RISD, Illustration/Gender, Race & Sexuality

Award Year 

Healthy Roots

My research has shown that in order to combat issues of colorism and internalized racism, there must be more exposure to diversity. These issues thrive off of black women’s lack of knowledge of proper hair care, empowerment in cultural identity and natural beauty. My project is a doll and storybook that teaches young black girls about their roots and the history of the African Diaspora. My venture aims to educate young Black girls by creating diversity in dolls and a story that engenders acceptance and understanding. It is extremely powerful and influential to have a doll that looks like you in all your aesthetics. Unfortunately many of today’s dolls do not accurately reflect Black girls. Black girls do not have dolls that look like them. My dolls will come in a multiple hair types ranging from 3b-4c and a variety of skin tomes to accurately represent the diversity of the African Diaspora. This doll combats issues of internalized racism and colorism toy creates a positive experience for children.
There are cute people of all kinds of skin tone/features/hair combinations. There should be cute dolls of all kinds of skin tone/features/hair combinations.

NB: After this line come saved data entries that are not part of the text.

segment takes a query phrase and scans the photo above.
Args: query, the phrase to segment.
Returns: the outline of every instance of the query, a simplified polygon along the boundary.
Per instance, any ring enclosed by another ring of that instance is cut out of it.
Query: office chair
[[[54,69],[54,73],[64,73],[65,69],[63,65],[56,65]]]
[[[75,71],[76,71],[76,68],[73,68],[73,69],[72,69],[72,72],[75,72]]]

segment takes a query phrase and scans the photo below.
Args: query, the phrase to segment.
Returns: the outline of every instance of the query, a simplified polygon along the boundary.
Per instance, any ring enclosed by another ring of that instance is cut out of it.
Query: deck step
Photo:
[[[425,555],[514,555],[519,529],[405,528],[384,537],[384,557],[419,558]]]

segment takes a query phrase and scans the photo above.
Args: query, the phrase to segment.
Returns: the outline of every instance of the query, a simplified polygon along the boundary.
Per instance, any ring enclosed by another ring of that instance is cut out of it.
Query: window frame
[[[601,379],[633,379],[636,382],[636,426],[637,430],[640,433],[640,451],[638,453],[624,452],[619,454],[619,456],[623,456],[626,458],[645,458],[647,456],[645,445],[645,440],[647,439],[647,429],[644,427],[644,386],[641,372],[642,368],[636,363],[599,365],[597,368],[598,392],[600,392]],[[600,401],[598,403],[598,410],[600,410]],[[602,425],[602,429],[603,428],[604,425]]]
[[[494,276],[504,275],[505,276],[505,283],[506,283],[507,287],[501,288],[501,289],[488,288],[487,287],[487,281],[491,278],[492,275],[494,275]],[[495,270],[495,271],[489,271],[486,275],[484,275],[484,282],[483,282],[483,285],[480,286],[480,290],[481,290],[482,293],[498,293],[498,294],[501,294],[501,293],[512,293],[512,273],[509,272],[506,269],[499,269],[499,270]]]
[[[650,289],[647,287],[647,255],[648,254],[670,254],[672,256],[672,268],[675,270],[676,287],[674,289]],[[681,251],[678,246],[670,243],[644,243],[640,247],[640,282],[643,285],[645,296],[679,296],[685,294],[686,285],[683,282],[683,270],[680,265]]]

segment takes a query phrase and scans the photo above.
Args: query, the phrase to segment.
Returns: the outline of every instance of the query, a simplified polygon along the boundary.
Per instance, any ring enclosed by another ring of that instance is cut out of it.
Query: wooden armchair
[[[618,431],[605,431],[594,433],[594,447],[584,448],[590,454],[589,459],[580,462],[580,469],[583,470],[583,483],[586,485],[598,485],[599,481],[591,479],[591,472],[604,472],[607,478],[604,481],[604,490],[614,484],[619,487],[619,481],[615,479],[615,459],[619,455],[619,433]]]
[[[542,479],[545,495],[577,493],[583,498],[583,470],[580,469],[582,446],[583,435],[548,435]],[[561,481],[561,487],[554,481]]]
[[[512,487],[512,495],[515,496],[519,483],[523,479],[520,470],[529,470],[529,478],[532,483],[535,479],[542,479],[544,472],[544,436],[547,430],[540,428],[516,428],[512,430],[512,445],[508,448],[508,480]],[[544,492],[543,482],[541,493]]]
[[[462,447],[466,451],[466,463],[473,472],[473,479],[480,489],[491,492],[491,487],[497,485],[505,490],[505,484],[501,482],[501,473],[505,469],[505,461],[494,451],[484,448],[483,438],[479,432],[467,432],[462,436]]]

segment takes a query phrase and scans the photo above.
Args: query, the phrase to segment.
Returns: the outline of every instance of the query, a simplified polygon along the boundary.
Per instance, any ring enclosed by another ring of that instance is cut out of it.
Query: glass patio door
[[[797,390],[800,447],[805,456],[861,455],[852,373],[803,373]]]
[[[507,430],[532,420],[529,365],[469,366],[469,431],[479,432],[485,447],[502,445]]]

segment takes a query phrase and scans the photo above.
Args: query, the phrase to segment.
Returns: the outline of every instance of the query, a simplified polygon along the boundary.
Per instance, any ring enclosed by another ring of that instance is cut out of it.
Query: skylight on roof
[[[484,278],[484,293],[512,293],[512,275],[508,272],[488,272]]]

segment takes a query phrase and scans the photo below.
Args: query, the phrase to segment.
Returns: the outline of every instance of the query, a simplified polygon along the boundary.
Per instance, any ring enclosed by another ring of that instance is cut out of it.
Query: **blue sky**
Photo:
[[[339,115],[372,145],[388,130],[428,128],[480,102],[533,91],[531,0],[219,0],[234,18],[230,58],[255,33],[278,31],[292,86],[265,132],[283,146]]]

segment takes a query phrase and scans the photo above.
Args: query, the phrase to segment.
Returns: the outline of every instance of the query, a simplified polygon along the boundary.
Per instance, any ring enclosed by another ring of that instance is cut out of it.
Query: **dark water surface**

I study Illustration at RISD with a concentration in Gender, Race & Sexuality. I am an artist but I identify as a visual activist and use my art to prompt discussions about race and social awareness of systematic injustices. I recognizes that artists have a responsibility as society’s image-makers. I encourage artists to recognize the impact and influence their work has and to be responsible for the work they create.

I am passionate about issues of colorism, racism, and internalized racism because I myself have felt the negative impacts of these issues as I watched my family members, friends, and other Black women struggle with self acceptance and confidence. Black women suffer from the pressure to appeal to the western European standard of beauty that feeds the social hierarchy of colorism. I continued to see the impacts of the lack of diversity in media and the negative portrayals of women of color. I am passionate about these issues because they are rarely openly addressed and discussed among members of the black community. Black women should not feel like they need to appeal to the European standard of beauty. Perms and skin bleaching products are dangerous and have been proven to cause severe health issues. I care about these issues because no individual should endure pain, in the name of beauty, in order to be valued. People should define themselves as they choose, not what social constructs tell them. I have been driven to address issues of colorism and internalized racism because I don’t want my own children, or any child to suffer from the negative impacts of colorism and internalized racism.